Analysts had also predicted a sharp decline in Ranbaxy’s US sales and Mint reported on 22 January that Ranbaxy was the only Indian generic drugs maker that had seen slowing sales in that market.
Ranbaxy ended its financial year with a loss of Rs915 crore, against a profit of Rs787 crore it posted last year. In the fourth quarter, the firm reported a one-time non-cash loss of Rs784 crore due to the adoption of AS30, a financial instrument to ensure higher transparency in accounting. Another Rs192 crore was written off on account of foreign currency losses due to a fall in rupee’s value against the dollar.
Chairman, managing director and chief executive officer Malvinder Mohan Singh attributed the “unprecedented forex volatility following unforeseen global financial crisis” and the “almost 25% dollar-rupee movement” for the losses. The Indian rupee fell 3.7% in the three months ended 31 December, its fourth straight quarterly drop. Singh also said that the “FDA alert was another hurdle”. The company’s net loss, excluding units, was Rs807 crore.
The woes with FDA continued to affect the company negatively through the last quarter as well, with its US sales dropping to $89 million (Rs435.21 crore) from $94 million in the previous quarter. In the fourth quarter of the previous year, Ranbaxy’s US sales were $104 million.
Sales in North America, the company’s biggest market, fell 8.8% to $103 million from $113 million in the year earlier.

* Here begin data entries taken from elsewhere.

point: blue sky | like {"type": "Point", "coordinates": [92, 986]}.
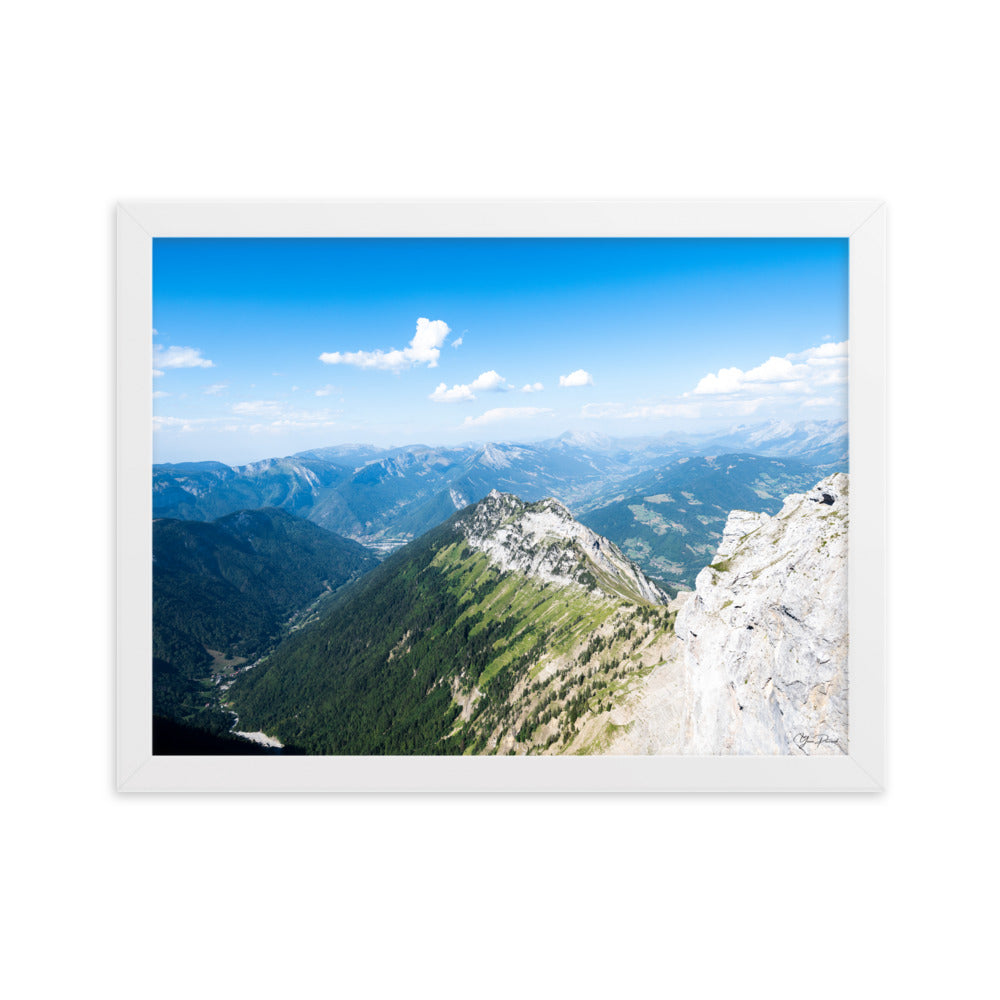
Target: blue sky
{"type": "Point", "coordinates": [264, 347]}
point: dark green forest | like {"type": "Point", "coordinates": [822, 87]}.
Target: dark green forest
{"type": "Point", "coordinates": [375, 676]}
{"type": "Point", "coordinates": [231, 586]}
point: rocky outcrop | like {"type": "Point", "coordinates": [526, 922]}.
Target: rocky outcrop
{"type": "Point", "coordinates": [544, 541]}
{"type": "Point", "coordinates": [765, 632]}
{"type": "Point", "coordinates": [759, 660]}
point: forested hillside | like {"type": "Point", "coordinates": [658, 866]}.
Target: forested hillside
{"type": "Point", "coordinates": [222, 592]}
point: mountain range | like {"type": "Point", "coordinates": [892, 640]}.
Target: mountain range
{"type": "Point", "coordinates": [384, 498]}
{"type": "Point", "coordinates": [509, 628]}
{"type": "Point", "coordinates": [484, 617]}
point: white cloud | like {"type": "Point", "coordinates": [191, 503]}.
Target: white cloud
{"type": "Point", "coordinates": [423, 349]}
{"type": "Point", "coordinates": [258, 408]}
{"type": "Point", "coordinates": [279, 416]}
{"type": "Point", "coordinates": [504, 413]}
{"type": "Point", "coordinates": [181, 423]}
{"type": "Point", "coordinates": [579, 377]}
{"type": "Point", "coordinates": [456, 394]}
{"type": "Point", "coordinates": [490, 381]}
{"type": "Point", "coordinates": [629, 411]}
{"type": "Point", "coordinates": [179, 357]}
{"type": "Point", "coordinates": [797, 374]}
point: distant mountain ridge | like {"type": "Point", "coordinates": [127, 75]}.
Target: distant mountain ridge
{"type": "Point", "coordinates": [509, 628]}
{"type": "Point", "coordinates": [759, 663]}
{"type": "Point", "coordinates": [670, 520]}
{"type": "Point", "coordinates": [384, 497]}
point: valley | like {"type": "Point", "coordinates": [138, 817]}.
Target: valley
{"type": "Point", "coordinates": [510, 625]}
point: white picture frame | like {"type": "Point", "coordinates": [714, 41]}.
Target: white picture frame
{"type": "Point", "coordinates": [862, 769]}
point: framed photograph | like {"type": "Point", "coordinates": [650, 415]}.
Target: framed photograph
{"type": "Point", "coordinates": [501, 496]}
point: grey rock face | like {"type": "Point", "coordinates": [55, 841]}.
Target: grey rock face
{"type": "Point", "coordinates": [544, 541]}
{"type": "Point", "coordinates": [765, 636]}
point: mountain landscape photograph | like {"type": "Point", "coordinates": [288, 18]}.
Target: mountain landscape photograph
{"type": "Point", "coordinates": [500, 496]}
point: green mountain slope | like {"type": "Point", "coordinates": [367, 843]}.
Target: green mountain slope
{"type": "Point", "coordinates": [443, 649]}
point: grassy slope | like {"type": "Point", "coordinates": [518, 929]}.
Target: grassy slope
{"type": "Point", "coordinates": [437, 652]}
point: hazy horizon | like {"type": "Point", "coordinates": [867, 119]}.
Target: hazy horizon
{"type": "Point", "coordinates": [269, 347]}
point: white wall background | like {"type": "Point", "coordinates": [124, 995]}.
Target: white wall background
{"type": "Point", "coordinates": [813, 897]}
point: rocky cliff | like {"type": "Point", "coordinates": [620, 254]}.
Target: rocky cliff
{"type": "Point", "coordinates": [759, 664]}
{"type": "Point", "coordinates": [542, 540]}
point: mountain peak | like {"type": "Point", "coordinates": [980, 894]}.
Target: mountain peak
{"type": "Point", "coordinates": [765, 631]}
{"type": "Point", "coordinates": [544, 541]}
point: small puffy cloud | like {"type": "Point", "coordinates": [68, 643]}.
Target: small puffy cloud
{"type": "Point", "coordinates": [504, 413]}
{"type": "Point", "coordinates": [579, 377]}
{"type": "Point", "coordinates": [179, 357]}
{"type": "Point", "coordinates": [490, 381]}
{"type": "Point", "coordinates": [797, 374]}
{"type": "Point", "coordinates": [423, 349]}
{"type": "Point", "coordinates": [456, 394]}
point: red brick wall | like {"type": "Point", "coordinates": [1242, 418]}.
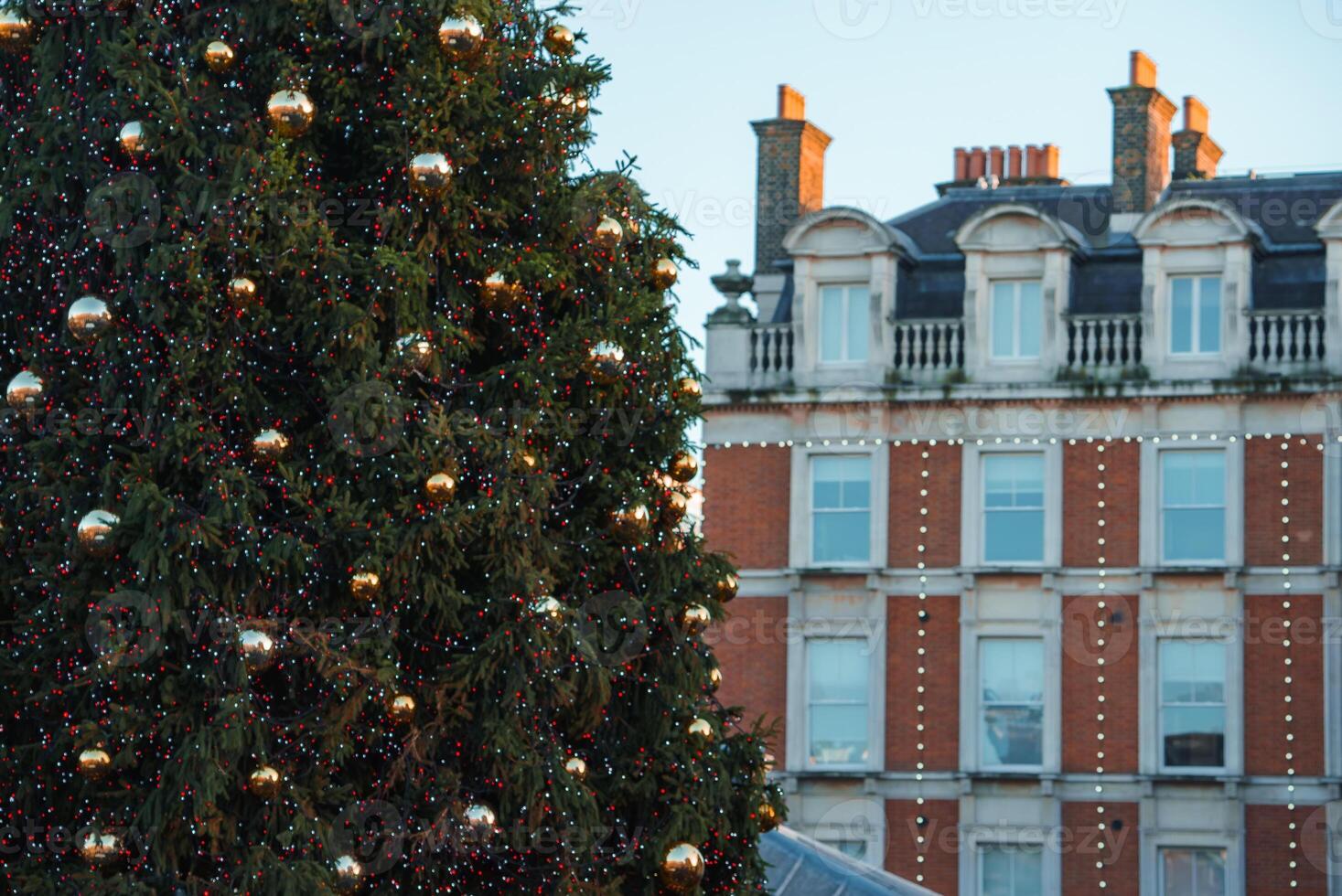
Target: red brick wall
{"type": "Point", "coordinates": [942, 519]}
{"type": "Point", "coordinates": [1080, 687]}
{"type": "Point", "coordinates": [746, 494]}
{"type": "Point", "coordinates": [1080, 503]}
{"type": "Point", "coordinates": [1269, 852]}
{"type": "Point", "coordinates": [1263, 496]}
{"type": "Point", "coordinates": [1121, 850]}
{"type": "Point", "coordinates": [942, 682]}
{"type": "Point", "coordinates": [1264, 688]}
{"type": "Point", "coordinates": [939, 848]}
{"type": "Point", "coordinates": [752, 648]}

Global sales for the three months to December rose 6% to $387 million (Rs1,910 crore) quarter-on-quarter, compared with the 19% figure of 2007. Global sales for the year rose by 8% to $1,667 million, down from 20% in the previous year.
Another hit for the company has been the failure to launch its generic version of GlaxoSmithKline Plc.’s Imitrex in the US market within the 180-day exclusive period. “We are ready to launch but awaiting FDA approval,” said Singh, adding that “the (application) for Imitrex was filed out of India and we have moved the product to another facility”. Mint had reported on 9 January that the filing was done from Ranbaxy’s FDA ban-affected facilities.

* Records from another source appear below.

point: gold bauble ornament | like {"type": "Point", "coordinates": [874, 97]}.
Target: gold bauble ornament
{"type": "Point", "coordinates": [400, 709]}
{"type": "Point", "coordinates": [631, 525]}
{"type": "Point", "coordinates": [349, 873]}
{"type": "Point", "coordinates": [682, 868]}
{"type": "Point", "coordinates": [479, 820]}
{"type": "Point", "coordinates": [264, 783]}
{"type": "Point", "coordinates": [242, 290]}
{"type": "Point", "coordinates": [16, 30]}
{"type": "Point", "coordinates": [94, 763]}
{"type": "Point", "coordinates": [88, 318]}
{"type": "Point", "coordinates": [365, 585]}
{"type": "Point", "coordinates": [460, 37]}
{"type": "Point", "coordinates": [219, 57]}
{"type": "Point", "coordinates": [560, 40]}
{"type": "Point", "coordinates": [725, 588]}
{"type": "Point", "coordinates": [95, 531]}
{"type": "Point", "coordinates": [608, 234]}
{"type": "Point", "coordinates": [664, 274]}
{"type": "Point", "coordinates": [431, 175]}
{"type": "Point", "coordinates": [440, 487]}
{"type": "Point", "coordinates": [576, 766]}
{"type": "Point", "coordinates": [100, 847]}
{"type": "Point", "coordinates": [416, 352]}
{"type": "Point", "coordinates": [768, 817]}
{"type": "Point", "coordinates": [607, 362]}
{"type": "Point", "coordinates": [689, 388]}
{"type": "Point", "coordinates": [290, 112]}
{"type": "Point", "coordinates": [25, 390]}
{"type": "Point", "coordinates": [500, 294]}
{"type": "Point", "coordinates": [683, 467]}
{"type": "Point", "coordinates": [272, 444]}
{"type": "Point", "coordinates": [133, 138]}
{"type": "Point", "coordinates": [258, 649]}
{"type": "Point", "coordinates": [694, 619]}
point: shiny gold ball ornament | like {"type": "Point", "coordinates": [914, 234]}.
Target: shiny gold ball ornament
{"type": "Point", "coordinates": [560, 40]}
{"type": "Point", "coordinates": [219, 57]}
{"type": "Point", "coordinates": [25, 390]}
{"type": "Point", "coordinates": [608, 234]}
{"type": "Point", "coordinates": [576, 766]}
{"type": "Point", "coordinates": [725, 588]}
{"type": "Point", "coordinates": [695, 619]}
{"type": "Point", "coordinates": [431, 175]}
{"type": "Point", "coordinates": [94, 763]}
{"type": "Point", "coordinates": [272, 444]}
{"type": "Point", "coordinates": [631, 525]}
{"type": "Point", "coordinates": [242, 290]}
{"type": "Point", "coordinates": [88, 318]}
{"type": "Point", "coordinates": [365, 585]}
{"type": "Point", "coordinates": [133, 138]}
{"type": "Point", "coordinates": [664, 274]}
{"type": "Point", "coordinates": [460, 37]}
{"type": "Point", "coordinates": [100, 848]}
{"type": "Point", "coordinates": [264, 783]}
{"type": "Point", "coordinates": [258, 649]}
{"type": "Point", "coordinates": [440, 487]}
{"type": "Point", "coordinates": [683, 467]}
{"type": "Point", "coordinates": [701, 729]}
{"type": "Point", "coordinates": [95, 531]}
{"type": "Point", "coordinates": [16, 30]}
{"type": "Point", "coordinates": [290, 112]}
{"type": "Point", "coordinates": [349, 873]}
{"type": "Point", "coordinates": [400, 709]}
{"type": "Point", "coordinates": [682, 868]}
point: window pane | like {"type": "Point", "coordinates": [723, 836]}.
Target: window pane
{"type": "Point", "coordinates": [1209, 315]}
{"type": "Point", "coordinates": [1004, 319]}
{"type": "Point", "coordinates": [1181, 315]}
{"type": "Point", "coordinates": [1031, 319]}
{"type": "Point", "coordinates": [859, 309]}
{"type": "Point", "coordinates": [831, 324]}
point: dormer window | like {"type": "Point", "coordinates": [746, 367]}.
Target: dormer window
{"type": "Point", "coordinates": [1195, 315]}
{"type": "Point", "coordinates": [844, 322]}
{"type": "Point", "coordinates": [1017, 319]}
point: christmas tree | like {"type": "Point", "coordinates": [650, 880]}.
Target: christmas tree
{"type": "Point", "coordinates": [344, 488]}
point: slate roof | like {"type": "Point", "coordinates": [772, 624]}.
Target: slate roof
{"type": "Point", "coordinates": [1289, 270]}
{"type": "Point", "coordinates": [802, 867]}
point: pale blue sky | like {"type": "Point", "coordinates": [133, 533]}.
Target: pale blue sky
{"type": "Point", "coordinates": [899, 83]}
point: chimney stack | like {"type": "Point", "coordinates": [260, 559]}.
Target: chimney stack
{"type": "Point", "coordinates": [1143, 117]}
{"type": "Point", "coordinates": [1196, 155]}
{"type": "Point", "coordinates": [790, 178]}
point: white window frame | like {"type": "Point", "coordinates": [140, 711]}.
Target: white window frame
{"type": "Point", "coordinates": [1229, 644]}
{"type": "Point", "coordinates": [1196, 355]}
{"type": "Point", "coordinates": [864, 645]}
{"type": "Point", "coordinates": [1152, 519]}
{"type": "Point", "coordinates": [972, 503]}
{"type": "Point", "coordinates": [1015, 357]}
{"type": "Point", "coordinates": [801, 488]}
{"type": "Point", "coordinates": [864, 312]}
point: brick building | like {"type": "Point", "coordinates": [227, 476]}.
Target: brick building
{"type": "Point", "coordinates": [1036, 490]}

After the takeover by Daiichi and reconstitution of the board of directors, Singh said the most important focus of its guidance for financial year 2009 would be to “overcome the US FDA ban”.
While suffering a setback in the US following the ban, the company also recorded a 13% decline in sales for the quarter and a 5% fall for the year in the European market.
The stock fell 9.3%, the most in almost three months, to Rs186.40 at close in Mumbai trading on Wednesday. Ranbaxy has dropped 26% this year and is the second worst performer on the Bombay Stock Exchange’s benchmark Sensex index after property developer DLF Ltd. Ranbaxy declined 41% last year.
Bloomberg contributed to this story.